Ce n'est pas ici le lieu de s'étendre sur les raisons de chacun de ces décrets, mais chacun a sa propre raison.

Les autres décrets :

  1. Le dixième : les filles des Koutim sont impures dès leur berceau, dès leur naissance, à cause de la nidda.

  2. Le onzième : tout objet dont la circonférence est d'un téfa'h transmet l'impureté sous une tente, même s'il n'a pas un téfa'h de largeur mais seulement en circonférence.

  3. Le douzième : celui qui vendange des raisins pour les mettre au pressoir, ils sont devenus aptes à recevoir l'impureté, bien que le liquide qui est sur eux soit destiné à se perdre.

  4. Le treizième : celui qui sème de la Terouma et qu'elle pousse, même pour une chose dont la semence se décompose, les produits sont considérés comme Terouma.

  5. Le quatorzième : celui qui marchait en chemin la veille de Chabbat et que Chabbat entra, il vaut mieux qu'il remette sa bourse à un non-Juif pour qu'il la porte, plutôt qu'il ne la transporte lui-même par tronçons de moins de quatre coudées, un transport qui n'est pas considéré comme une profanation du Chabbat selon la Torah.

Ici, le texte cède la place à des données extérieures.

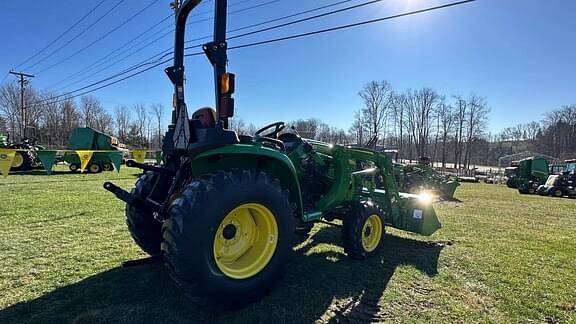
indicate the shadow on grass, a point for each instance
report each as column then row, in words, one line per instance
column 320, row 284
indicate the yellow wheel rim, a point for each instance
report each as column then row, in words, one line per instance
column 245, row 241
column 18, row 160
column 371, row 233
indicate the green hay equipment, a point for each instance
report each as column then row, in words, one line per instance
column 225, row 211
column 26, row 157
column 528, row 174
column 86, row 138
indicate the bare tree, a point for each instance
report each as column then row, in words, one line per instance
column 477, row 116
column 122, row 120
column 140, row 121
column 378, row 99
column 157, row 111
column 446, row 124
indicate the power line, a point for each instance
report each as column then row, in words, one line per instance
column 103, row 60
column 100, row 38
column 61, row 35
column 366, row 22
column 192, row 22
column 261, row 30
column 118, row 51
column 320, row 31
column 78, row 35
column 305, row 19
column 119, row 60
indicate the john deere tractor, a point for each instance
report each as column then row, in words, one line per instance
column 25, row 157
column 527, row 174
column 224, row 211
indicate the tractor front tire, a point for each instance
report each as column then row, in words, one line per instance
column 229, row 236
column 363, row 231
column 145, row 230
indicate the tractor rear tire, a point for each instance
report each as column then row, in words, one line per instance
column 145, row 230
column 229, row 236
column 22, row 161
column 363, row 231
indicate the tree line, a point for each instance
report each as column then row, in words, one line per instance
column 450, row 129
column 53, row 122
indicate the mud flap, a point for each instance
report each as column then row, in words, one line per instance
column 416, row 215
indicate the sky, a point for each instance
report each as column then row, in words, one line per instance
column 518, row 54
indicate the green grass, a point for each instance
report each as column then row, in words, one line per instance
column 500, row 257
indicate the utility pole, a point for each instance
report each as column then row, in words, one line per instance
column 23, row 116
column 175, row 5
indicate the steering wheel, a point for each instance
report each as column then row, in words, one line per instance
column 278, row 127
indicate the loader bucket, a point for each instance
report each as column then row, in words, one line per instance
column 448, row 188
column 416, row 215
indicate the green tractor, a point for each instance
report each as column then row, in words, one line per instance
column 224, row 212
column 528, row 174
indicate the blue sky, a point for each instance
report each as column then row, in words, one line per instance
column 519, row 54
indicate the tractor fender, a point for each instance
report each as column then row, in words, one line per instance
column 249, row 156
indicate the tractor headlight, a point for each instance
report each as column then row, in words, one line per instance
column 425, row 197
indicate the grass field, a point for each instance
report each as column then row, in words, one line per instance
column 500, row 257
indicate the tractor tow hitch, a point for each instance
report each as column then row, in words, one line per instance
column 130, row 199
column 146, row 167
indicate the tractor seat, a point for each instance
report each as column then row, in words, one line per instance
column 291, row 141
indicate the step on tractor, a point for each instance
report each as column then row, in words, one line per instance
column 224, row 212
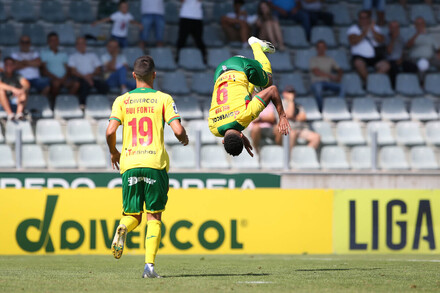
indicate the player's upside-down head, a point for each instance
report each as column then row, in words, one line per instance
column 233, row 142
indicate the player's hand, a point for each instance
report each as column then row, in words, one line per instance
column 247, row 145
column 283, row 125
column 115, row 159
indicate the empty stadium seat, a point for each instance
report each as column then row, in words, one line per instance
column 27, row 135
column 97, row 106
column 189, row 108
column 79, row 131
column 304, row 157
column 292, row 79
column 174, row 83
column 352, row 84
column 294, row 36
column 48, row 131
column 191, row 59
column 423, row 158
column 360, row 157
column 280, row 62
column 384, row 133
column 61, row 157
column 393, row 158
column 310, row 107
column 379, row 84
column 202, row 83
column 432, row 84
column 433, row 132
column 216, row 56
column 67, row 106
column 394, row 109
column 335, row 109
column 364, row 109
column 164, row 59
column 408, row 84
column 271, row 157
column 423, row 109
column 408, row 133
column 6, row 158
column 214, row 157
column 33, row 157
column 324, row 33
column 182, row 157
column 349, row 133
column 333, row 157
column 91, row 156
column 52, row 11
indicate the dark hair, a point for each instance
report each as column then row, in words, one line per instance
column 233, row 144
column 144, row 68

  6. Le quinzième et le seizième : les deux lois de la michna précédente, ne pas épouiller les poux et ne pas lire à la lumière de la lampe.

  7. Le dix-septième : le pain, l'huile, le vin et les filles des non-Juifs sont interdits ; tous ceux-ci sont comptés comme un seul décret.

  8. Le dix-huitième : un enfant non juif dont le statut sera celui d'un zav, afin que les enfants d'Israël n'en viennent pas à trop se rapprocher des enfants des non-Juifs, ce qui mènerait à un comportement de dévergondage.

En résumé : dans cette michna, nous avons appris que les deux lois enseignées auparavant au sujet de la lumière de la lampe furent énoncées dans la chambre haute de 'Hanania ben 'Hizkiya ben Gourion, qui s'appliquait à concilier le livre de Yé'hezkel avec la Torah. Lors de la visite des Sages chez lui, on procéda à un décompte et la maison de Chammaï l'emporta sur la maison de Hillel, et ce jour-là furent décrétées dix-huit choses : neuf d'entre elles concernant la disqualification de l'homme de la consommation de la Terouma, et les autres décrets concernant l'impureté, l'aptitude à recevoir l'impureté, le Chabbat et les lois d'éloignement des non-Juifs.